The traditional dictation is no longer popular in the French class. To teach students to master grammar well, it is better to rely on new forms of so-called “intelligent” dictation, which have proven themselves by getting students to think about what they write.
Zero fault dictation, dictation of the day, commented dictation… The formulas vary, the principle remains the same: to encourage students to ask themselves the right questions in order to solve a problem related to spelling. Dictation then becomes a way of learning, rather than an assessment tool.
“You cannot write in French without thinking. To master a language, you have to understand it,” says Carole Fisher, professor at the University of Quebec at Chicoutimi, who has carried out several studies demonstrating the effectiveness of these practices.
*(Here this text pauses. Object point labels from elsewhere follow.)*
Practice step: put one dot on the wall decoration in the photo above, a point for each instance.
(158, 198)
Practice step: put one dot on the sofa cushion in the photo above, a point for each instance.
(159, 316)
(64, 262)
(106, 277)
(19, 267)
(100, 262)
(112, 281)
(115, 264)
When the Journal appeared in December, the students had to identify the verbs, pronouns or prepositions in the following sentence: “In the cottages in Quebec, during the holiday season, up to twenty inhabitants can gather if they are vaccinated”. The goal: to understand how the sentence is constructed, which will help students write it correctly.
“The key is to do it every day. After a few months, my students, even the weakest, are able to analyze any sentence,” says the teacher.
Every two weeks, Ms. Tardif’s students are also entitled to a commented dictation. The teacher does not just dictate words to her students, she shows them what questions they need to ask themselves in order to correct themselves, without however giving them the answer.
“Is that word a verb? If so, what do I pair it with? This pronoun replaces who in the sentence? I will explain to them everything that is going on in my brain, how I would have corrected this dictation, ”explains Ms. Tardif.
“It’s the most profitable thing I do in terms of correction. I show students how to make them think, so that they ask themselves the same questions when they revise their own texts,” she adds.
For her part, Mrs. Fisher insists on the importance of relying on these practices from the third year of elementary school until secondary school, while insisting on the “critical period” which is at the end of elementary school. “We must not miss this appointment,” she says.